Angelas, das Biest, war wieder aufgetaucht, nach genau einer Dekade. Er hatte sich nicht nur wieder in Bewegung gesetzt, sondern hatte auch ihn, Kayu Shan, kontaktiert - aus welchem Grund auch immer, und es konnte kein rechtschaffener Grund sein. Er hatte gesagt, er bräuchte seine Hilfe... Kane war gespannt, was diese Tatsache erklären konnte.
Über die Schulter warf er einen kurzen, durchdringenden Blick auf den Chesvine Park, bevor er um die Ecke bog.
Die einzige Bewegung, die Kane dort wahrnahm, war das Schaukeln der Baumspitzen, in einem Wind, der sich wohl nur in den oberen Luftschichten herumtrieb. Um den Jäger selbst regte sich kein Lüftchen.
Dennoch war es, als könnte er leise, hauchende Stimmen vernehmen, die aus dem Park nach ihm riefen. Eindringliche Stimmen der Kainiten - sie waren da. Seit Angelas' Ankunft in Dimstone County waren sie offensichtlich allgegenwärtig geworden, auch wenn sie sich nicht zeigten.

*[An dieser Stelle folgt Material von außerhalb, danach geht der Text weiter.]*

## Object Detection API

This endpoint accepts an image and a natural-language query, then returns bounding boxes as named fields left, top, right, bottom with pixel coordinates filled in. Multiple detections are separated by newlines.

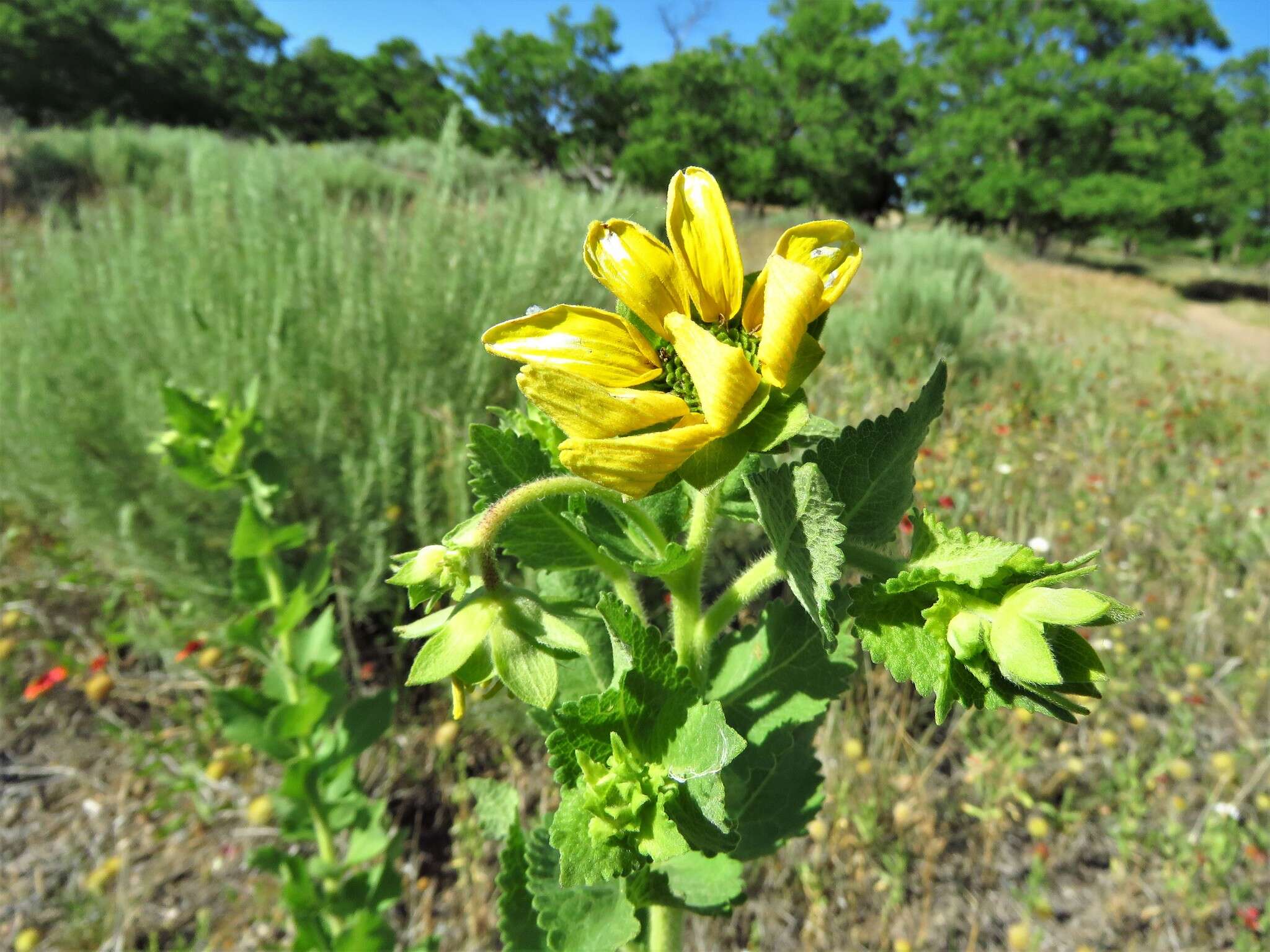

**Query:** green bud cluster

Ein kurzer Anflug eines Schauers überkam Kane, als er zum ersten Mal seit langem für sich selbst feststellte, dass gefährliche Zeiten angebrochen waren.
Still.Unholy
so nun bin ich nach langer langer zeit auch mal dazugekommen alles zu lesen.
ist ja nicht gerade wenig

muss aber sagen, das es echt gut ist!!!
Elaine St. Louis
Danke dir.
Selbstverständlich ist es noch lange nicht fertig, und es wird wohl eine Weile dauern, bis ich dazu komme, weiterzuschreiben. Hab viel zu tun tur Zeit.